5
$\begingroup$

Let's say you have a set of numbers S and you want to obtain subsets of $S$, $s_1,s_2,\ldots, s_i$, where $i < N$.

Is there a particular operation that will group the numbers that are "close to each other"?

I will give an example to clarify the question:

Let's say you have a set $S$ which contains $\{1.4, 2, 2.5, 2.7, 14, 16, 49, 57, 58\}$

And let's say that you can have maximum of $N=4$ subsets.

So, you might end up with a result that looks like this:

$s_1 = \{1.4, 2, 2.5, 2.7\}$
$s_2 = \{14, 16\}$
$s_3 = \{49\}$
$s_4 = \{57, 58\}$

I am looking for either the name what such a problem would be called (which I can then use to research and write an algorithm). If you can provide a simple solution, even better.

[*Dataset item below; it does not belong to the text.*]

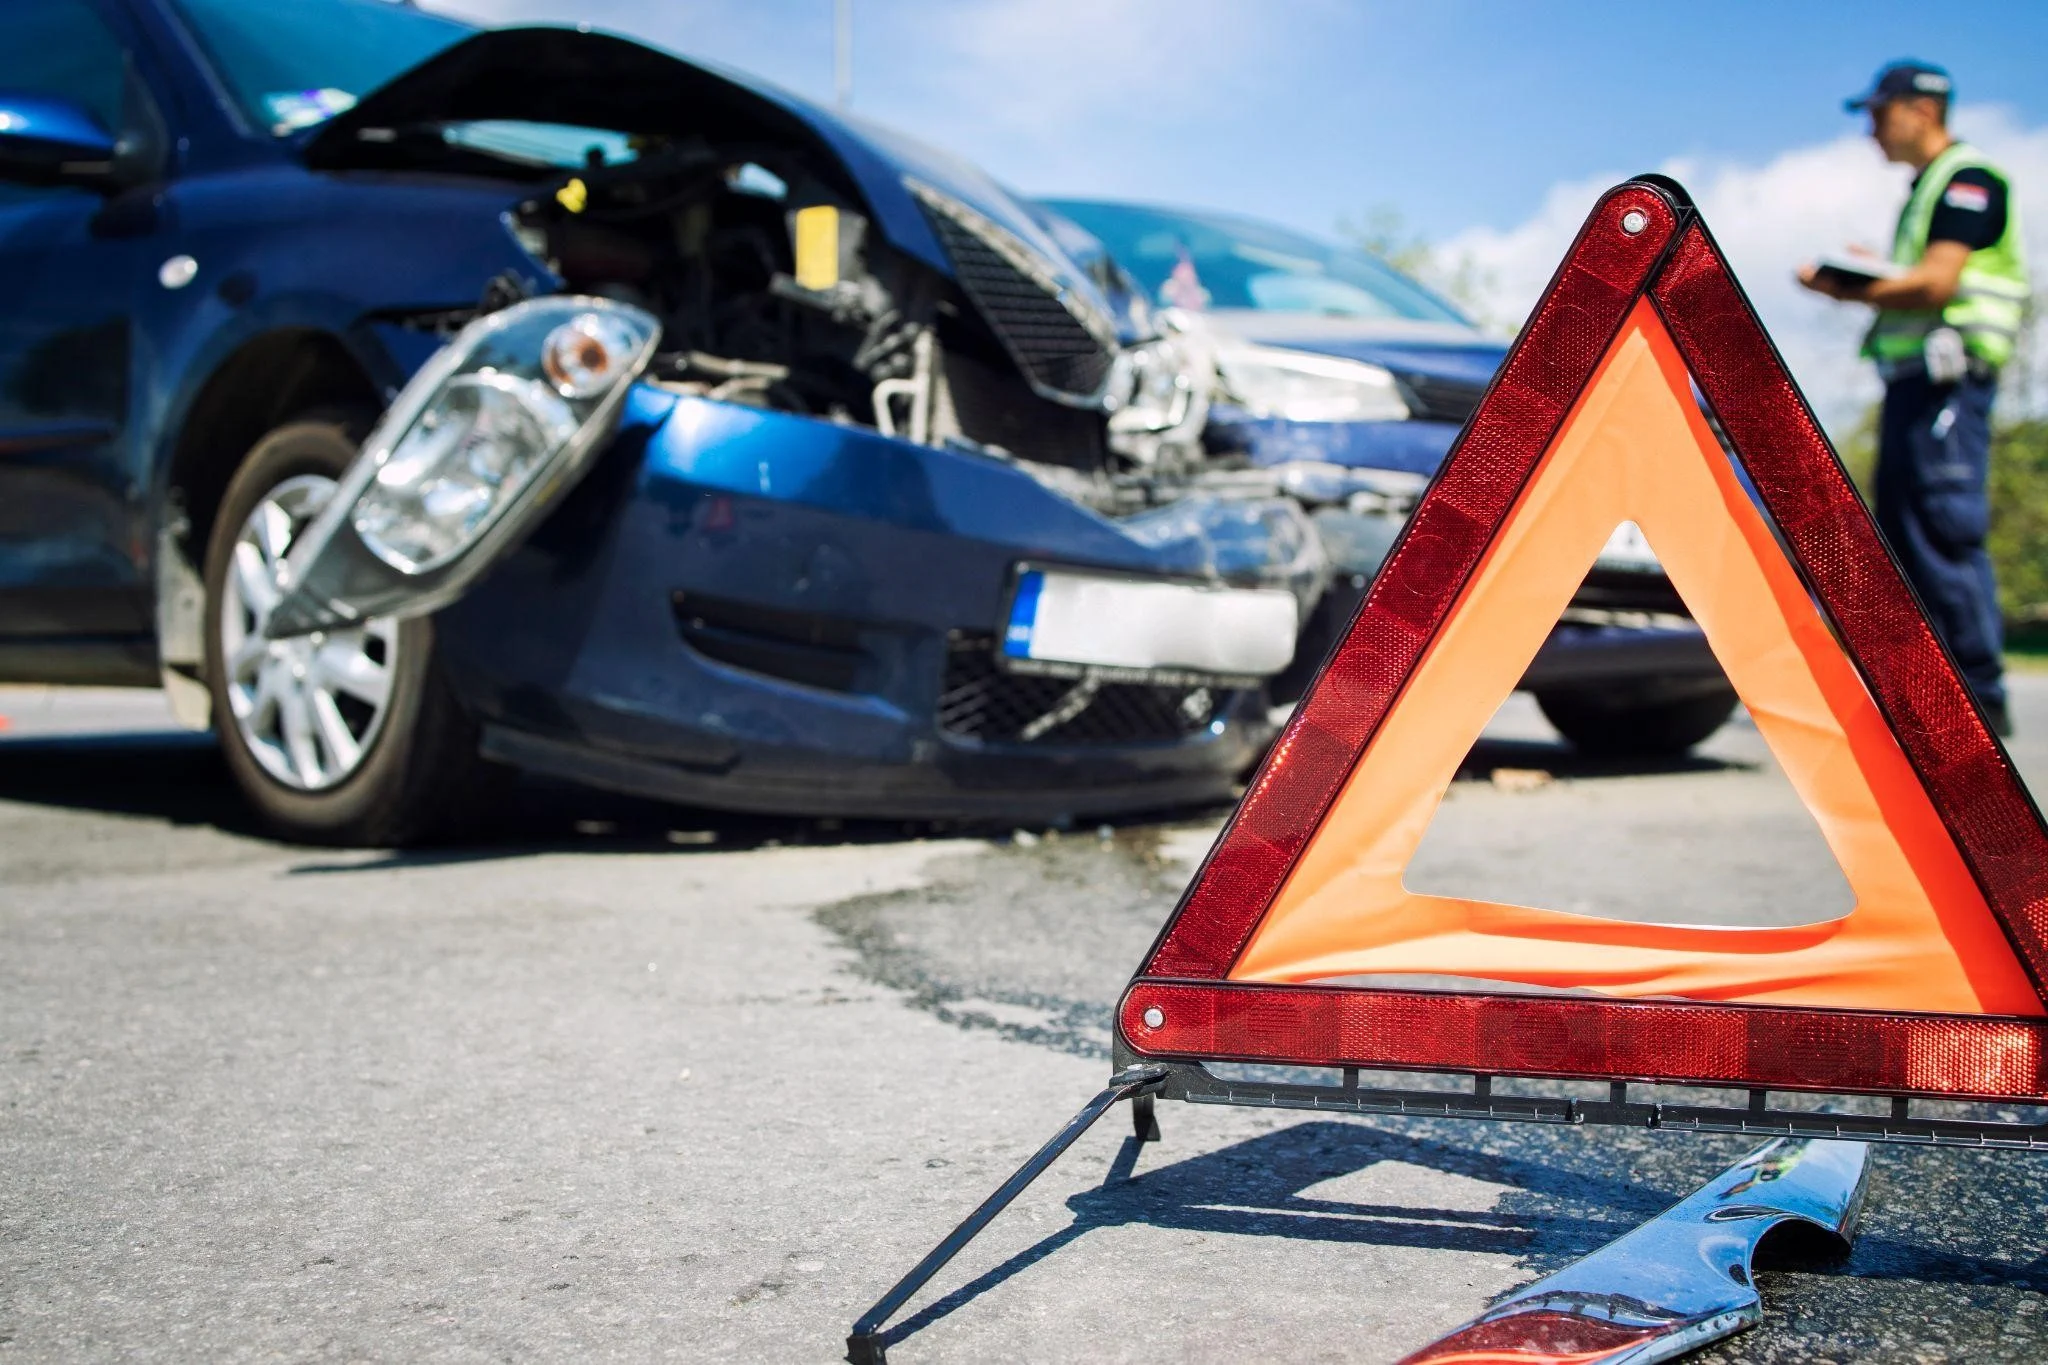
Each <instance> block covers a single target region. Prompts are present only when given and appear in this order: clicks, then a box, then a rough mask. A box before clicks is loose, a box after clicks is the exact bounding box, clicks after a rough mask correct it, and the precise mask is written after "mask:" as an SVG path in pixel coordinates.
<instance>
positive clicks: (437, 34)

Thank you for any help with this.

  • 0
    Thanks - I have implemented jug's comment and it is working for some cases, but as whuber pointed it there are cases where it does not do what I would consider to be ideal. Either way it is a great starting point. I will probably end up going with what whuber suggested for my final implementation. Thanks everybody!2010-10-06

2 Answers 2

9

There are many solutions to this problem extant, each rediscovered many times. Search "statistical clustering methods" or "cluster analysis." A particularly nice one for your problem is called "K-means". This was rediscovered by cartographers (!) where it is called "Jenks' method" (and is worth mentioning because it's used by some popular mapping software, so perhaps more people have heard of this than of any other method). The idea behind K-means is to minimize the population-weighted sum of variances of the subsets.

BTW, the challenge in most clustering algorithms lies in determining the number of clusters; usually that needs to be specified (as $N = 4$ in this example) or at least hinted at by the user. For instance, there always exists a minimum K-means solution: partition $S$ into singletons. If you require $i < n$, merge the two nearest neighbors but leave all the other singletons as they are: the sum of variances is then just one-quarter the square of the smallest difference among the $x_i$.

  • 1
    I remembered "clustering", but forgot "k-means". Thanks!2010-10-05
0

There is a somewhat related operation, condensation, in the theory of linear orderings. For example, you can take a linear ordering and identify any two elements $x,y$ which are connected by some finite chain, i.e. there are elements $x = v_1,\ldots,v_n = y$ such that $v_1 < \cdots < v_n$ and there are no elements 'in between', i.e. no $z$ such that $v_i < z < v_{i+1}$. This will compress all copies of $\mathbb{Z}$ and $\mathbb{N}$ (or its opposite) to a single point.

This particular condensation can be used to (de)construct all countable linear orders, if I remember correctly. There are also some other condensations, take a look at Rosenstein's Linear orderings.